Europe keeps on fighting
So far this year equity markets are down across Europe and financial stocks have significantly underperformed. Italy is suffering, having underperformed the rest of the euro-zone as fears of a banking crisis mount.
Fears in Italy are justified in light of EU rules that make it politically difficult to recapitalise banks in Italy. But we believe Italian policy-makers will find ways to provide support to the banks.
European bank stocks may not drag on equity markets for much longer. We expect there is scope for equities in the euro-zone to recover as tighter than anticipated monetary policy in the US will cause the Euro to depreciate against the Dollar.
Finally, a look at China
Data out of China last week showed that credit is expanding fast enough to support the economy over the next couple of quarters.

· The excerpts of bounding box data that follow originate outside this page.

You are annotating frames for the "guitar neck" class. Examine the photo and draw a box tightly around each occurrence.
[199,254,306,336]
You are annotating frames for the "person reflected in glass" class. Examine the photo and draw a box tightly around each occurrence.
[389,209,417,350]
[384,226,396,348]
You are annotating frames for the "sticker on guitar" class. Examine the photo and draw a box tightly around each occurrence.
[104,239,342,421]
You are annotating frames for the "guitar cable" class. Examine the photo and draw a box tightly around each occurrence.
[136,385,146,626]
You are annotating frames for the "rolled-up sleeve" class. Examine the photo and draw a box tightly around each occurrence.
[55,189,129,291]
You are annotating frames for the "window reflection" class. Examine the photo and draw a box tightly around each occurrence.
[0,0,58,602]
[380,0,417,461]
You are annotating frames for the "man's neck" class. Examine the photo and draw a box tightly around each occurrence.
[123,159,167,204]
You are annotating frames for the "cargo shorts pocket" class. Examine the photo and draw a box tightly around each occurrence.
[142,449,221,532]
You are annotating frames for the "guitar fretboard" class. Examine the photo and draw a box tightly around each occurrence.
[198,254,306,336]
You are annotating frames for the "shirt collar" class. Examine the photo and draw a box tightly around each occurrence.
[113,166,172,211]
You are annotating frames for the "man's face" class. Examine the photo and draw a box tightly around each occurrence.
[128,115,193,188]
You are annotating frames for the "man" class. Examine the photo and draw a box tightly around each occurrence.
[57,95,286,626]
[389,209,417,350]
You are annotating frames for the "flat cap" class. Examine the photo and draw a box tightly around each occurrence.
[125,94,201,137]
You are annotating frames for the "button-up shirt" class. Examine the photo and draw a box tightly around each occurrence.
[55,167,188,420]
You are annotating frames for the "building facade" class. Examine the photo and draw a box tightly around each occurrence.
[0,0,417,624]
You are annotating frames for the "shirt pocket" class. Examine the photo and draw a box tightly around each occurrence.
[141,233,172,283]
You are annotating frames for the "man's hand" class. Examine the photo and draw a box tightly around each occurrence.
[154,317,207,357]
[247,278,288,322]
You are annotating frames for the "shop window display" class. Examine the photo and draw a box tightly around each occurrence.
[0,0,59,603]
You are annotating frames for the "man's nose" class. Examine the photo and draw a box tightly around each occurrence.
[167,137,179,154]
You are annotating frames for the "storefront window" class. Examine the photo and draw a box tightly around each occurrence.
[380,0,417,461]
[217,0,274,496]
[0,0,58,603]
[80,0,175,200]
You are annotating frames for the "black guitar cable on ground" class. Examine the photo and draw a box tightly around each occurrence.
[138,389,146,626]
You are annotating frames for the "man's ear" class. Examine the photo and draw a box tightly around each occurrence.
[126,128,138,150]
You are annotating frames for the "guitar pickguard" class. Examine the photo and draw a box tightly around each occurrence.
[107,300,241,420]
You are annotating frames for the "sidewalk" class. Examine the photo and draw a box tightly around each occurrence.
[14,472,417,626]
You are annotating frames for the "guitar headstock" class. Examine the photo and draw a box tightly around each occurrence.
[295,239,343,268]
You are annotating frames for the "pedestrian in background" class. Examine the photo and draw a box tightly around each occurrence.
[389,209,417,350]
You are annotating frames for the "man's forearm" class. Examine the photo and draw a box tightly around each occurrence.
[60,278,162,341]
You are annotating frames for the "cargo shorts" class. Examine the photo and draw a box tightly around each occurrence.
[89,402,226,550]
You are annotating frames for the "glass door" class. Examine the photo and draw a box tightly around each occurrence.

Indeed, overall credit growth is stronger than the Total Social Financing (TSF) figures suggest. Since the launch of the debt swap programme last year, local governments in China have relied on the bond market rather than off-budget borrowing from banks to raise funds. If you add this to the TSF data, you get a clearer picture of credit growth.
Official economic growth figures in China also held steady at 6.7% year on year in Q2. While China is almost certainly expanding at a slower rate than its official GDP growth suggests, rapid state sector investment does appear to have remained stable.
Finally, growth in industrial production edged up to 6.1% last month and retail sales rose to a six-month high. And although lending data points to a slowdown in aggregate credit growth in June, it should be enough to support economic growth over coming quarters.